Coyotes are at home in many urban areas. Smart, silent, and skilled predators, they help keep rodent populations in check and play an important role in suburban and urban ecosystems while, for the most part, staying completely out of sight from humans. While many people are quick to fear these intelligent animals and blame them for the disappearance of a cat or small dog, the reality is that the majority of urban coyotes stay well clear of humans (and Fluffy) as much as they can help it.
Biologists around the country are working to understand more about how coyotes function in such populated settings and their research can go a long way for both calming people's nerves as well as teach us how we can maintain the distance between coyotes and humans that keeps coexistence peaceful. Part of this research includes trapping, collaring, and releasing coyotes then spending years tracking them to learn more about their daily lives.

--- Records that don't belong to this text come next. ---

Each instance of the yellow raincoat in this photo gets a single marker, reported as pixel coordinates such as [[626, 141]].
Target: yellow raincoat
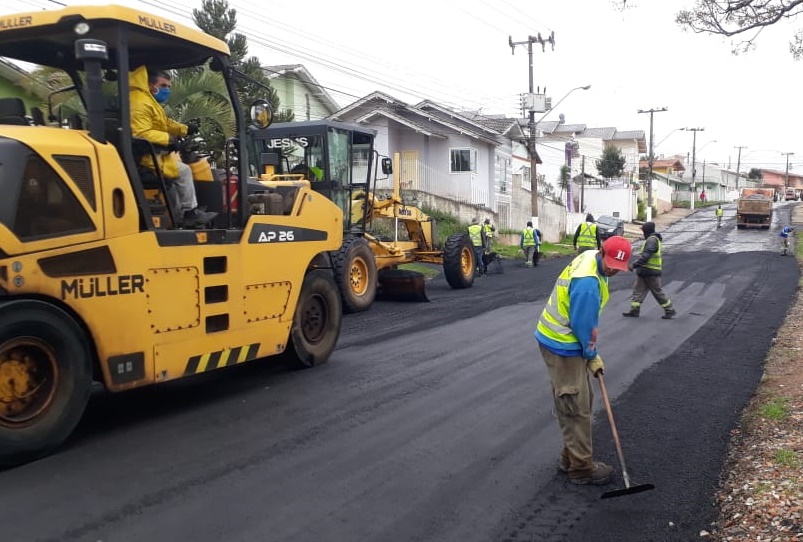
[[149, 121]]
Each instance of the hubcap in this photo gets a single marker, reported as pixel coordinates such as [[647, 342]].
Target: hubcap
[[28, 377], [358, 276], [314, 319]]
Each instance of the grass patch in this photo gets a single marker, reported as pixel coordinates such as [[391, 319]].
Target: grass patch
[[564, 248], [787, 458], [775, 409]]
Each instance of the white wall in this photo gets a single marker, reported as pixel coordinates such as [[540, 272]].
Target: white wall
[[607, 201]]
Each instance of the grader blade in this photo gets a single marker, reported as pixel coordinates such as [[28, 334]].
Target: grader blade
[[402, 285]]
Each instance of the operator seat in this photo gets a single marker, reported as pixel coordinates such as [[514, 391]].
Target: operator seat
[[12, 111]]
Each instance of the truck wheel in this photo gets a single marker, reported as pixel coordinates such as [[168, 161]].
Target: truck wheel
[[355, 274], [317, 321], [458, 261], [45, 379]]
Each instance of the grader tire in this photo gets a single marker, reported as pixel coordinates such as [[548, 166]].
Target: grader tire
[[458, 261], [316, 322], [45, 379], [355, 274]]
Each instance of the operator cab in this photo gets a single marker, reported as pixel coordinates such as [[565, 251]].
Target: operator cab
[[88, 55], [337, 158]]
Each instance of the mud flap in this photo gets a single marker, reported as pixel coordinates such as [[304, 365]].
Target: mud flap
[[402, 285]]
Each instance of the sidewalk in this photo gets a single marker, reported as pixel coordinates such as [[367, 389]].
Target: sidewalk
[[662, 221]]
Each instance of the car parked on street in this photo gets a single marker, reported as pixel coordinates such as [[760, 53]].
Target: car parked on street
[[609, 226]]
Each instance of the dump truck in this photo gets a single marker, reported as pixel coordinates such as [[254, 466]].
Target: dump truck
[[381, 230], [754, 208], [97, 282]]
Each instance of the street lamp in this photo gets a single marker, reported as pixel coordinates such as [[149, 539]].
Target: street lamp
[[669, 134], [693, 164], [651, 159], [786, 177], [719, 190], [533, 154]]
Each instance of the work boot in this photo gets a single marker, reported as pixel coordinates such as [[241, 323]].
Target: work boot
[[597, 475], [197, 217]]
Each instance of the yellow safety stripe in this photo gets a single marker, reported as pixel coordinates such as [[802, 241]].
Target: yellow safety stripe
[[221, 358]]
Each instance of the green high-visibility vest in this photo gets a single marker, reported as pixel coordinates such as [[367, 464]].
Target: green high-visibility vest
[[529, 237], [475, 233], [554, 322], [655, 262], [588, 235]]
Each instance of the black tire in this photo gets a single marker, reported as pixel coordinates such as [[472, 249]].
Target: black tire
[[45, 379], [459, 261], [355, 274], [316, 322]]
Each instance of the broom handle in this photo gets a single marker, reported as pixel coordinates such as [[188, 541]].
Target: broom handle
[[613, 428]]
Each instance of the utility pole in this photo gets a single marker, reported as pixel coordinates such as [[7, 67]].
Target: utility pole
[[694, 165], [583, 185], [650, 159], [786, 177], [738, 163], [531, 125]]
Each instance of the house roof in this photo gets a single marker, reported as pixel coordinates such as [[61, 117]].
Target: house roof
[[498, 123], [672, 163], [605, 134], [19, 76], [301, 73], [429, 120]]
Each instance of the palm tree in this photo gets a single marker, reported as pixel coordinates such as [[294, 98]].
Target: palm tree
[[202, 94]]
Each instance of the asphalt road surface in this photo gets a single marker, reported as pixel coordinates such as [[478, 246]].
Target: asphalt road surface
[[432, 421]]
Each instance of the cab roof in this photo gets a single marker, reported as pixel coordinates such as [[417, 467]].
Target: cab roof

Check out this great video from Metro Parks biologists and park partners. They trap a coyote, complete a few medical tests and then release it to be part of their collared coyote research.
Actual conflicts with coyotes are really quite rare, considering how widespread the species has become across the US even in the most densely populated urban areas. And biologists want to keep it that way. This research is all part of helping both the scientific community and the public know more about how to coexist with these amazing animals. This fascinating short video explains so much about the how and why of studying coyotes.
If you spot a coyote in your neighborhood, remember that it is not something to fear but to respect and enjoy at a distance. Take time to learn the best practices for coexisting with coyotes -- which includes making sure they have no reason to come into your own back yard -- so that we can benefit from the important benefits like rodent control that coyotes provide for us for free.